FIG. 4E depicts the schematic diagram 400 of the user interface 402 of FIG. 4D. Similar to FIG. 4D, the user may select a word from a third set of words 430, 432, 434, 436, 438 represented as tile-shaped display elements. It is understood that the third set of words 430, 432, 434, 436, 438 may be represented in any form of display elements. The third set of words 430, 432, 434, 436, 438 may be from the same word tree as the word 420 selected in FIG. 4C and may be children (e.g., words 312, 314, 316, 318, 320) of the word 428. In some implementations, the third set of words 430, 432, 434, 436, 438 may be from a word tree in which the word 428 is selected in FIG. 4D is the root node and the third set of words 430, 432, 434, 436, 438 are the children of the word 428.
FIG. 4F depicts the schematic diagram 400 of the user interface 402 of FIG. 4E. The user interface 402 may include a speak button 431. An interaction with the speak button 431 may indicate that the user has completed their word selection. When there is an interaction with the speak button 431, the user's device may generate (or cause to be generated, for example, by sending information to a server) a phrase 440 based on the selected (and/or inserted) word tiles (e.g., words 420, 424, 428). The user's device may also or instead generate communication data for output, such as text data for the user to read the phrase and audio data for the user to hear the phrase. In some implementations, there may be a delay between generating the phrase 440 and outputting a corresponding communication data. For example, there may be a period of seconds between when the phrase 440 appears for the user to read and when the user's device reads the phrase 440 for the user to give the user an opportunity to attempt to read the phrase 440.
In some implementations, the device may receive audio data (e.g., via a microphone) of another person speaking to the user. Based on the audio data, the device may automatically select a word tree group and/or one or more words, to automatically generate and suggest the phrase 440 to the user. In some implementations, the device may automatically navigate through the user interface 402 to select the word tree group and/or one or more words to reduce the cognitive load on the user. In some implementations, the device may automatically generate and suggest multiple phrases to the user, which the user name select to respond to the other person speaking to the user.
FIG. 5 depicts a user interface 500 presented by a device of a communication partner. The communication partner may have a device (e.g., the device 104 or the device 102) for tracking the user's progress. The device may present the communication partner with the user interface 500, which may include the phrase 440.
The user interface 500 may also include one or more metrics by which the communication partner may evaluate the user. One category of metrics the communication partner may track is the level of assistance the user had in communicating. For example, the communication partner may track a physical level of assistance 504 and/or a verbal level of assistance 506. Another category of metrics the communication partner may track is the quality of speech.

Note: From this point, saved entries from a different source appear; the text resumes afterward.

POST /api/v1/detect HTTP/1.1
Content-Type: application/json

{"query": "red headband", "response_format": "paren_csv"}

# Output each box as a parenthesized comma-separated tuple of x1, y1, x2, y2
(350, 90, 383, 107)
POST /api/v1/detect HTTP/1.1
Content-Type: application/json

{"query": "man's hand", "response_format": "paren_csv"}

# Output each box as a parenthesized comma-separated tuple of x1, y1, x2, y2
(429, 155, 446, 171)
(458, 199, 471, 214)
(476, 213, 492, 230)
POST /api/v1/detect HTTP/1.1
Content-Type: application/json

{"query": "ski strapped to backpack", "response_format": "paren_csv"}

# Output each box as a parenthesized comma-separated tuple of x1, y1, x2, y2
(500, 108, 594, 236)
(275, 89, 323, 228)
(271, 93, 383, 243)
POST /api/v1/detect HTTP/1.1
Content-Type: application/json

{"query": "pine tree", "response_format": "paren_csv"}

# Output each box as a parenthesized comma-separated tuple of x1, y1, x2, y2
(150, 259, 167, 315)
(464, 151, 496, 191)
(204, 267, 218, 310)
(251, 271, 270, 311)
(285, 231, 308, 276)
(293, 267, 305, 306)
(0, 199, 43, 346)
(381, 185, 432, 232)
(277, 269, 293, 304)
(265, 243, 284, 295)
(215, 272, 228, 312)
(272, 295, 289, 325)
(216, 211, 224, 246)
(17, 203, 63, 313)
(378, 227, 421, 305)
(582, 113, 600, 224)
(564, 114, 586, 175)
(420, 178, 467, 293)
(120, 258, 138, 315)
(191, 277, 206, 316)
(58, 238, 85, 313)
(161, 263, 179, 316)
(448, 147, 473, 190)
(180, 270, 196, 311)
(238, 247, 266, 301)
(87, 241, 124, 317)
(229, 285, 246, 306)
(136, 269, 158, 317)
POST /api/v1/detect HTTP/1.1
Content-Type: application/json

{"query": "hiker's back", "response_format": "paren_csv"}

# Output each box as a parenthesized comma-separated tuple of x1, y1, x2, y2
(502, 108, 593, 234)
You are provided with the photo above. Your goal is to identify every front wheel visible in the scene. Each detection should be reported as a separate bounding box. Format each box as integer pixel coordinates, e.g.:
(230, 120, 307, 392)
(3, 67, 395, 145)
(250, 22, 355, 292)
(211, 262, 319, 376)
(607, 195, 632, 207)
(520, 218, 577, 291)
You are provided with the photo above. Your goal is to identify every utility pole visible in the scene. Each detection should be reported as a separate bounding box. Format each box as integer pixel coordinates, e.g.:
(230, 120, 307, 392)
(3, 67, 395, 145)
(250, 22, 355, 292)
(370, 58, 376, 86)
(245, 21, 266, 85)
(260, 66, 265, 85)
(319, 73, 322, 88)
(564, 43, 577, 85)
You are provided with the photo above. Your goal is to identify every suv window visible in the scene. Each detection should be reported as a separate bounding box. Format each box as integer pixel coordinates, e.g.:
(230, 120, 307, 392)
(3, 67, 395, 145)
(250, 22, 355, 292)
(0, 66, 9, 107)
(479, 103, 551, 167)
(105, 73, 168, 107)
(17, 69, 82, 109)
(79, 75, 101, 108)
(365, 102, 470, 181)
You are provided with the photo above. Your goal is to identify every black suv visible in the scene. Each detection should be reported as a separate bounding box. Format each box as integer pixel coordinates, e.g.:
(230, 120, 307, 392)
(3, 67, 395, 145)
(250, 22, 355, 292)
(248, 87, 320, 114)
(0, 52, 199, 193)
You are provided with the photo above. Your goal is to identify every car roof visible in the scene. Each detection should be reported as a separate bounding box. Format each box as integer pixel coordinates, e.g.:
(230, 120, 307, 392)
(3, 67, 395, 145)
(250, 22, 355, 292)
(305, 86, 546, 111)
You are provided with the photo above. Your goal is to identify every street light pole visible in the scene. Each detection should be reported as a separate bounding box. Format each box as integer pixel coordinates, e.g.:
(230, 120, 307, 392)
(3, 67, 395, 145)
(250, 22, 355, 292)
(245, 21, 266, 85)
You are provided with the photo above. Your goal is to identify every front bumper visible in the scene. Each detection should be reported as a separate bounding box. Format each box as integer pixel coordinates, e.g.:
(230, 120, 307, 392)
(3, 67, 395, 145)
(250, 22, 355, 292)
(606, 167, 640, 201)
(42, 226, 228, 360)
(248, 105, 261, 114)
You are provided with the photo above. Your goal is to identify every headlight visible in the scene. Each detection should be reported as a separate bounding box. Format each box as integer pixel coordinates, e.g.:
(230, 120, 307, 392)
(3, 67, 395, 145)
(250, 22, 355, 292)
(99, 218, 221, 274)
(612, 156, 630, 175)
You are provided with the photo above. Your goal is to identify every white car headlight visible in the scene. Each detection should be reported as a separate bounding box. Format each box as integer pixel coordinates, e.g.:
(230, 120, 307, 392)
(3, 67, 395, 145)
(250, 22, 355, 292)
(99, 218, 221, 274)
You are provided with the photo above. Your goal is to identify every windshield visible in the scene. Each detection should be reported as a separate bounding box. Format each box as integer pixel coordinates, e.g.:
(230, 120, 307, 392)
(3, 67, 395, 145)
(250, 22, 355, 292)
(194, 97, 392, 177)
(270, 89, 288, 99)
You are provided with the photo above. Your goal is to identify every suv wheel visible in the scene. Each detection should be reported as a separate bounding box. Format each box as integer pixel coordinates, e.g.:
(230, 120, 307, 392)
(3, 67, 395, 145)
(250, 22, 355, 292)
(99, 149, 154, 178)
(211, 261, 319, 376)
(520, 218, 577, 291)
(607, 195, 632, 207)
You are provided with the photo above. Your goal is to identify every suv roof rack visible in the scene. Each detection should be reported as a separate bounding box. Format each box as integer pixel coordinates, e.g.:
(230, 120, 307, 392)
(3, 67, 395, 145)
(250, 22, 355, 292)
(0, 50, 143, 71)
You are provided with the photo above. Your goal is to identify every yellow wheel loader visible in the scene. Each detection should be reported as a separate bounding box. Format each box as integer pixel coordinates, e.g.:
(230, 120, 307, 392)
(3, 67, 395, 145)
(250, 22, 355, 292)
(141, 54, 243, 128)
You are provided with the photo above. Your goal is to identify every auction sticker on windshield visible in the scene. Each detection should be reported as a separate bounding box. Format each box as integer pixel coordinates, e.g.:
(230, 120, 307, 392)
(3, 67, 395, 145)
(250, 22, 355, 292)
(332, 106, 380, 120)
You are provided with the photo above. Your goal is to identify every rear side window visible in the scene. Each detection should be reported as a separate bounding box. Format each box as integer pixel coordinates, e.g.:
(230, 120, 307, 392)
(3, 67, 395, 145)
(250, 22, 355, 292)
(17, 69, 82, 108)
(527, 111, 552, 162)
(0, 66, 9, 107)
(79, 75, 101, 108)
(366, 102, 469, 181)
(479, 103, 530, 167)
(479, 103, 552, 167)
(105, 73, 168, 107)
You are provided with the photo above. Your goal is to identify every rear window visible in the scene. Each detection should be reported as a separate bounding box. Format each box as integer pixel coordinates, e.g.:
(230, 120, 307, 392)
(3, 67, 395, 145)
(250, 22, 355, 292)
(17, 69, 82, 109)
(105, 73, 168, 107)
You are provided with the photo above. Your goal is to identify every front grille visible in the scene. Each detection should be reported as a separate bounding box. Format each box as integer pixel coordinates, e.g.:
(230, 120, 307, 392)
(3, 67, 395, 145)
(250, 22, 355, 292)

For example, the communication partner may track speech intelligibility 508 and/or speech contextuality 510. In some implementations, the communication partner may also input in the input field 512 what the user actually said.
When the communication partner has completed evaluating a particular instance of communication, the communication partner may interact with the save button 514 to store the data (e.g., in an analytics module 220). The data generated by the communication partner via the user interface 500 may be used, for example, to generate progress charts, modify the arrangement of word tiles displayed to the user, modify the timing between receiving a selected word and outputting a corresponding communication data, expand or prune the relevant word trees, and/or the like. It is understood that metrics are not limited to those shown in FIG. 5 nor are metrics limited to being tracked in the format (e.g., sliding scale and radio buttons) shown in FIG. 5 .
FIG. 6 depicts an example progress chart 610 representing progress of the user. The progress chart 610 may display a user's progress using a communication application to construct phrases based on data tracked by the communication partner. The progress chart 610 indicates the number of instances in which different forms of assistance were provided by a communication partner throughout a period of time. The progress chart 610 may be generated by interaction data collected as discussed herein and may be consulted to review the progress of the individual.
As shown, for example, the dashed line 602 represents the number of instances in which the user was provided with full physical assistance, the solid line 604 represents the number of instances in which the user was provided with partial physical assistance, the dotted line 606 represents the number of instances in which the user was provided with gestural assistance, and the dash-dotted line 608 represents the number of instances in which the user was provided with vocal assistance.
As can be seen, the frequency that the user received full physical assistance, partial physical assistance, and gestural assistance, has fallen over time, while the frequency that the user received vocal assistance has increased slightly. Such information may inform a communication partner of the user's progress and allow the communication partner to adapt their care strategy accordingly.
In some implementations, the information may also be used to modify the arrangement of word tiles displayed to the user, modify the timing between receiving a selected word and outputting a corresponding communication data, and/or other aspects of the user's experience with the device to further improve the usability of the subject technology and the user's overall progress.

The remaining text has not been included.